Lorraine continua sa route à travers les îles du gracieux archipel pour regagner bientôt la haute mer.

Lavarède avait assisté muet à toute cette scène. Bouvreuil et lui avaient simplement échangé un coup d’œil significatif. Et le journaliste restait silencieux sur le pont, se demandant ce qui avait pu se passer entre ces deux hommes.

Ce fut encore sa petite Providence, miss Aurett, qui le renseigna. Avec la finesse particulière aux femmes, elle avait saisi un geste d’étonnement échappé à don José quand il monta sur le pont. Bouvreuil avait aussitôt placé son index sur ses lèvres recommandant évidemment le silence au rastaquouère. Cela l’avait intriguée.

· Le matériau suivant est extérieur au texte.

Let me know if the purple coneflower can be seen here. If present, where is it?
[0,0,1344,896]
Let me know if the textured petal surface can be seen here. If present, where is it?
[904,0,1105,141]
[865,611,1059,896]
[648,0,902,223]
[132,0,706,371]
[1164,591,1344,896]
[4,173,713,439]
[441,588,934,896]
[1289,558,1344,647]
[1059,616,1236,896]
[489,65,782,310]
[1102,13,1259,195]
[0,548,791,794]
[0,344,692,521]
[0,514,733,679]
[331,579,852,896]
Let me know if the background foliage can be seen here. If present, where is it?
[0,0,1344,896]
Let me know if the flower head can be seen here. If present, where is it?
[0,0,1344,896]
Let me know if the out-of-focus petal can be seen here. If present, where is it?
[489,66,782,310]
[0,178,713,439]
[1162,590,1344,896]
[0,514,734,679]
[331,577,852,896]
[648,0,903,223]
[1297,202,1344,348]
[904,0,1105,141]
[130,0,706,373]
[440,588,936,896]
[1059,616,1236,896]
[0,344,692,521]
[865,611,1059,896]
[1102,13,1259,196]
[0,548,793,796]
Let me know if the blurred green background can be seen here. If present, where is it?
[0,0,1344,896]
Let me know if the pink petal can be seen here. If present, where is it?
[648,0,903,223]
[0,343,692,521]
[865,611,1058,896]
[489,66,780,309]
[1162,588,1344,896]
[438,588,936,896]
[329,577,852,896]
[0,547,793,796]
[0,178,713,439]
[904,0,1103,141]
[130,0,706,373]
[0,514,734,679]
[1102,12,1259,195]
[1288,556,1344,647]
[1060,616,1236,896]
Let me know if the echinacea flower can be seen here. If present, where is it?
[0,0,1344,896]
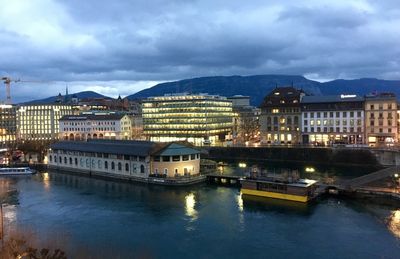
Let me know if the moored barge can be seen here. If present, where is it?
[241,177,317,202]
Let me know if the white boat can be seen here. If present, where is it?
[0,167,36,175]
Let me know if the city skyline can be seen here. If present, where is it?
[0,0,400,100]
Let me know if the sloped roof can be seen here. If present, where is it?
[301,95,364,103]
[60,114,125,121]
[153,142,200,156]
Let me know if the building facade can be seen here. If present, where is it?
[17,104,73,141]
[47,140,200,183]
[301,95,364,145]
[260,87,305,144]
[365,93,398,146]
[142,94,233,145]
[228,95,261,144]
[59,113,132,140]
[0,104,17,148]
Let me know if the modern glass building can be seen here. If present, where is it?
[142,94,233,145]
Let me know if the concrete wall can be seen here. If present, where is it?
[203,147,382,166]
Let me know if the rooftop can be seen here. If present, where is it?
[60,114,125,121]
[301,94,364,103]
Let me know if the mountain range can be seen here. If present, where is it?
[26,75,400,106]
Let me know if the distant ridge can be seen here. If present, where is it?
[24,91,110,104]
[128,75,400,106]
[22,75,400,106]
[128,75,321,105]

Se glissant rapidement derrière le mât de misaine, elle s’était dissimulée un instant, assez longtemps cependant pour saisir au vol ce court dialogue, qu’elle vint répéter à Armand :

— Comment, dit Bouvreuil, le personnage de qualité qu’on attendait, c’est vous ?

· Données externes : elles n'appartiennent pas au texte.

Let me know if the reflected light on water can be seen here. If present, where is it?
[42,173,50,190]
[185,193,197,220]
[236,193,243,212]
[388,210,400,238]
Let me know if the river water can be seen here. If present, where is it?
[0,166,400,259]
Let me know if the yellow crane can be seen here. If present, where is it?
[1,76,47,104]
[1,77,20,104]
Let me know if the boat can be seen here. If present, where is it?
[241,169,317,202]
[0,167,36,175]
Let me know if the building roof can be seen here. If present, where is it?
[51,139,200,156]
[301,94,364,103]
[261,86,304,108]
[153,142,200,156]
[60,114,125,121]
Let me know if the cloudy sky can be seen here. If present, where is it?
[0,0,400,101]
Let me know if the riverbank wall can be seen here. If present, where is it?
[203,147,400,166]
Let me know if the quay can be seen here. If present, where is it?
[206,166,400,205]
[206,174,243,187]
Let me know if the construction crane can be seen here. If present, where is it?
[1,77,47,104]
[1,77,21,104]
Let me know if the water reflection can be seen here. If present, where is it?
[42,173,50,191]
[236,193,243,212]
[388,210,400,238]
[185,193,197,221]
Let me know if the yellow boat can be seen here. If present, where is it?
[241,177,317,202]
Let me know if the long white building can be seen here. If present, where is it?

— Moi-même ; pas un mot, je vous en prie, répondit don José, il y va de ma position, de mon avenir.

— Je ne vous trahirai pas, j’ai pour cela plusieurs raisons que vous connaissez bien ; et en plus une que vous ignorez. Vous avez besoin de moi, j’ai besoin de vous, cela se trouve à merveille.

— Que désirez-vous de moi ?

— On prétend me faire quitter ce navire. J’ai un grand intérêt à y rester ; gardez-moi avec vous, même comme domestique, et cela suffira.

— C’est facile.

— Un point important : ici on ne veut pas que je m’appelle de mon vrai nom… On me nomme Lavarède, fit-il avec un sourire qui était une laide grimace.

— C’est parfait.

Et don José avait aussitôt tenu sa promesse.

De cette confidence de la jeune Anglaise, Lavarède ne concluait encore que ceci : un lien mystérieux rapprochait ces hommes ; mais lequel ? et comment le découvrir ?

Une seule chose était certaine pour lui, la Lorraine emportait à son bord deux ennemis au lieu d’un seul, et cela compliquait sa situation.